15 julho 2004

Maria de Lurdes Pintasilgo

É tema do artigo de opinião de Artur Costa, hoje, no JN:

Gostaria de tê-la visto a ocupar a cadeira da Presidência da República. Teria sido uma oportunidade única, essa, de colocarmos à frente da mais alta magistratura da Nação uma mulher, que mais do que nenhuma outra - e sem ofensa para tantas outras mulheres de reconhecido mérito - merecia ocupar esse lugar.
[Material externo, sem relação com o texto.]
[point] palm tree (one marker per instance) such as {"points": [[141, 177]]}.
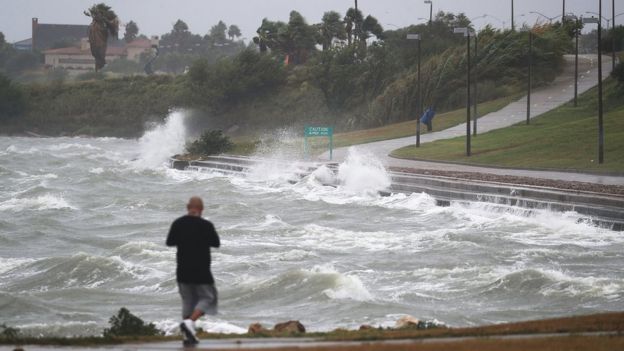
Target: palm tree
{"points": [[353, 24], [104, 21], [234, 32], [370, 26]]}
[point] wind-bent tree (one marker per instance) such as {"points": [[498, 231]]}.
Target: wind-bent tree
{"points": [[331, 27], [234, 32], [269, 35], [370, 26], [353, 24], [104, 21], [132, 30], [299, 38]]}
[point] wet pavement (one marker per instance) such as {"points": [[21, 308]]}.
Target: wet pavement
{"points": [[544, 99]]}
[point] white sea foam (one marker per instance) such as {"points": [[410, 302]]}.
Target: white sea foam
{"points": [[346, 286], [162, 142], [7, 264], [43, 202], [172, 327]]}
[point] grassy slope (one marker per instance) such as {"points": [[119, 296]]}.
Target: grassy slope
{"points": [[565, 138], [246, 145], [405, 129]]}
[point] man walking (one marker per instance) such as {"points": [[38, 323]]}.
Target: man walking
{"points": [[194, 236]]}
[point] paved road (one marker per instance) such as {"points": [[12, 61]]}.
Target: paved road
{"points": [[559, 92]]}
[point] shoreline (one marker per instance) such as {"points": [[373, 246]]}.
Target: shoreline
{"points": [[602, 325]]}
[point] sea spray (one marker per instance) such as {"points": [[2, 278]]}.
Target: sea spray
{"points": [[162, 142], [281, 159], [363, 173]]}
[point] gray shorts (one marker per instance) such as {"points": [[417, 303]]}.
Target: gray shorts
{"points": [[201, 297]]}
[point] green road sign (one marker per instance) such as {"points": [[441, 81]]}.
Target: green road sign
{"points": [[319, 132]]}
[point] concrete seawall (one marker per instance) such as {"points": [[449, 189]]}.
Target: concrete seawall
{"points": [[603, 210]]}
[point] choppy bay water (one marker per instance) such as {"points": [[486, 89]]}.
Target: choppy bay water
{"points": [[83, 223]]}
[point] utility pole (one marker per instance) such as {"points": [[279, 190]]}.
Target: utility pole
{"points": [[513, 23], [430, 12], [600, 111], [530, 73], [598, 21], [466, 32], [418, 38], [476, 96], [577, 32]]}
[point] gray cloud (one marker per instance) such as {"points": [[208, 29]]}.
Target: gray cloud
{"points": [[156, 17]]}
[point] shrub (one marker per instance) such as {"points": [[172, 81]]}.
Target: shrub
{"points": [[211, 142], [618, 73], [127, 324], [12, 101]]}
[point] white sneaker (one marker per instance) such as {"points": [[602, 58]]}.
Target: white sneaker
{"points": [[188, 329]]}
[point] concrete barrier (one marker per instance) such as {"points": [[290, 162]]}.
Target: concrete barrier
{"points": [[603, 210]]}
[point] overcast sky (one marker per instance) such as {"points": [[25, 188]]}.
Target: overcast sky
{"points": [[156, 17]]}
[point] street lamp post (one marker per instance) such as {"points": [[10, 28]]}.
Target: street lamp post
{"points": [[430, 11], [476, 97], [601, 16], [600, 111], [612, 35], [530, 74], [496, 18], [577, 30], [420, 105], [513, 24], [466, 32]]}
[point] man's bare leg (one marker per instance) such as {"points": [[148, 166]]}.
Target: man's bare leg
{"points": [[196, 315]]}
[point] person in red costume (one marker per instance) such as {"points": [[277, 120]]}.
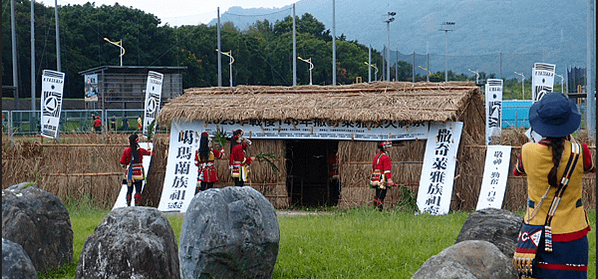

Com ela, a política era diferente, muito distanciada dos jogos de bastidores e da urdidura de interesses em que normalmente ela se enreda ou com que se confunde, modelada por astúcias e habilidades que, sem dúvida, têm muito a ver com um domínio e um "savoir-faire" muito masculinos.
Ela dizia o que pensava sem rodeios, sem ponta de artifício, e com uma densidade de pensamento que deixava a milhas de distância o discurso político tradicional, normalmente muito redutor e simplista, deixando quase sempre o ressaibo da insatisfação em quem o ouve com ouvidos exigentes. E tinha a paixão do fazer, de mudar as coisas, mas de uma forma sincera e autêntica, sem pretensões a carreira política.
Não de uma forma cega, mas fundamentada na sua vastíssima cultura humanista, ela que tinha, do ponto de vista académico, uma formação técnica. Isso, essa paixão do fazer, acreditando no que realmente pensava e fazia, a sua generosidade aberta e compreensiva eram uma sua marca inconfundível, mas talvez fossem também uma marca da tal maneira feminina de estar na política e na vida (não sei). Essa era também a sua fragilidade.
Uma "outsider", que assustava muita gente (homens e mulheres, algumas, talvez, feministas puras e duras, dessas que vêm à televisão brandir o seu feminismo bacoco), primeiro, por essa vontade de mudar as coisas, depois, por ser mulher, sem no-lo estar sempre a lembrar.

1 comentário:

Primo de Amarante disse...

Conheci tão de perto, quanto A.C., Lurdes Pintasilgo. Sinto, como ele, a profunda admiração por L.P. Tinha uma concepção de política que não era meramente instrumental, mas como um projecto que se destina a diminuir o sofrimento e a tornar o nosso País, mais justa e mais humano. L.P. sentia a política com a razão e com os sentimentos e, ainda, com as paixões de quem a vive com todas as energias do mundo da vida.
Para A.C. a minha admiração e consideração pela coragem do seu artigo.